Having thus satisfied myself on the first two stages identified by Longmore LJ in Ex p The Telegraph, I return to the value judgement required at stage three. A publicly available record of the court’s full reasoned judgment is a key aspect of the open justice principle, and I accept that is all the more so where serious allegations have been made against a public body such as the defendant. In this instance, there is a difficult balance to be struck in determining whether the degree of risk contemplated should be regarded as tolerable in the sense of being “the lesser of two evils”.
Put (as the claimants have sought to do) as an “all or nothing” choice, I am not persuaded that the balance would tip in favour of a RRO covering the Judgment in its entirety. That would mean that the explanation for rejecting these claims would remain unknown for a long time, notwithstanding the fact that much of the reasoning stands independently of the Findings the claimants have identified. It would further mean that findings in favour of the defendant – absolving it (and its chief executive) from many of the allegations made – would not be available, notwithstanding the very strong public interest in this regard. In these circumstances, I am satisfied that a RRO limited to the Findings will meet the justice of the case. In reaching this conclusion, I do not accept the suggestion that this will give rise to a risk of prejudicial speculation. Although the Findings are a necessary and important part of the Judgment given the way the claimants’ case was advanced, the objective nature of the tests applicable to the claims in these proceedings means that the essential reasons for the decision will be apparent even if publication of the Findings is further postponed. Furthermore, I do not accept the suggestion that this causes any unfairness to the claimants: a RRO that postpones reporting on the Findings avoids any need for the claimants to “explain” or “comment” in respect of those points; otherwise, of course, it will be open to them to “explain” or “comment” on the Judgment, just as it will be for anyone else to do so – that is, after all, an inevitable consequence of the open justice principle.
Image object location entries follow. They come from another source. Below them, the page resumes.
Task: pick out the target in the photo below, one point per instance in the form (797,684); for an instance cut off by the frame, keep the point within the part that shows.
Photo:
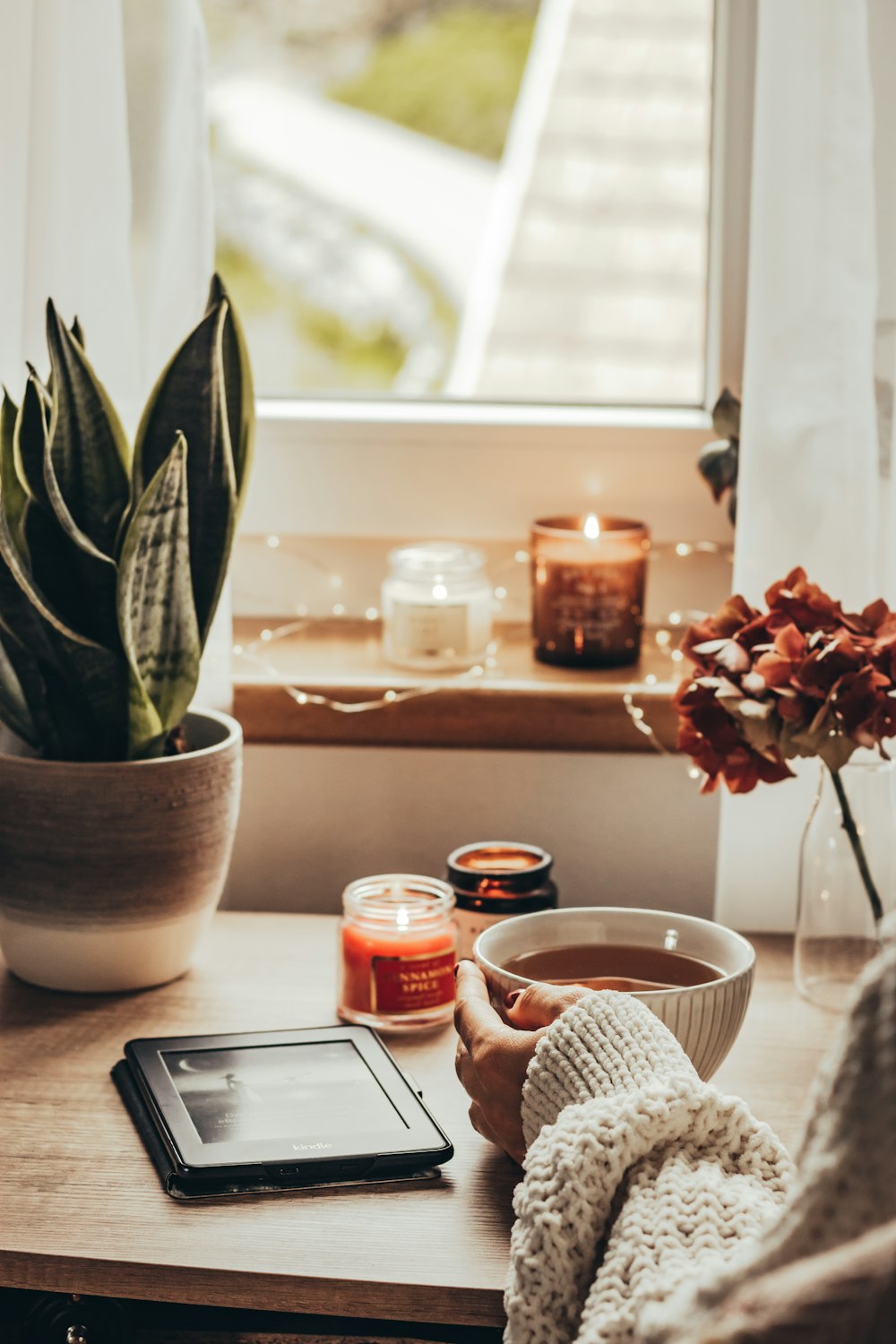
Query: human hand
(492,1058)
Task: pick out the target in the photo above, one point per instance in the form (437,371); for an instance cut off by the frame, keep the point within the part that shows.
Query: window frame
(390,468)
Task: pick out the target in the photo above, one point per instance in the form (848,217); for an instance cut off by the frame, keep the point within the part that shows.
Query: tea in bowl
(694,975)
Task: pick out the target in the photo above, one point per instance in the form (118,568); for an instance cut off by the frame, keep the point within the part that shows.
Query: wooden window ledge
(516,704)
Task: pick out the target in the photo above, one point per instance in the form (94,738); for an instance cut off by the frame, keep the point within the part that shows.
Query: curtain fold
(105,185)
(810,483)
(107,201)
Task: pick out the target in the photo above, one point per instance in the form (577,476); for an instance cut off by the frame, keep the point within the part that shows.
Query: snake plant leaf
(726,416)
(13,500)
(30,438)
(13,706)
(75,572)
(188,400)
(90,675)
(156,612)
(239,389)
(88,444)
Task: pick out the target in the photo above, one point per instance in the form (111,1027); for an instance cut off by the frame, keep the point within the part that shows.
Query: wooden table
(83,1211)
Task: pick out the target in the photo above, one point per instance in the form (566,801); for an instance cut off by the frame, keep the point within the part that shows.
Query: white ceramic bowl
(704,1018)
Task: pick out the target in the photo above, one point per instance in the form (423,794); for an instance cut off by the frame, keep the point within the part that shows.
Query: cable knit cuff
(605,1043)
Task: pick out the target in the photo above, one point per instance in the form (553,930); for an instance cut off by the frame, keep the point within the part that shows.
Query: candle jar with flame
(398,946)
(587,590)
I therefore allow the claimants’ application for a RRO to the limited extent of postponing the reporting of the Findings they have identified. An open version of the Judgment will duly be published, that, along with those passages that have already been identified as being subject to Hill J’s RRO, will remove the Findings. Given the need to also ensure that this judgment – relating to the RRO itself – does not set out findings that are otherwise covered by the RRO I have made, such findings will be removed from the published version of this judgment and reporting of the full reasoning will similarly be postponed until the return of the last verdict in the Criminal Proceedings.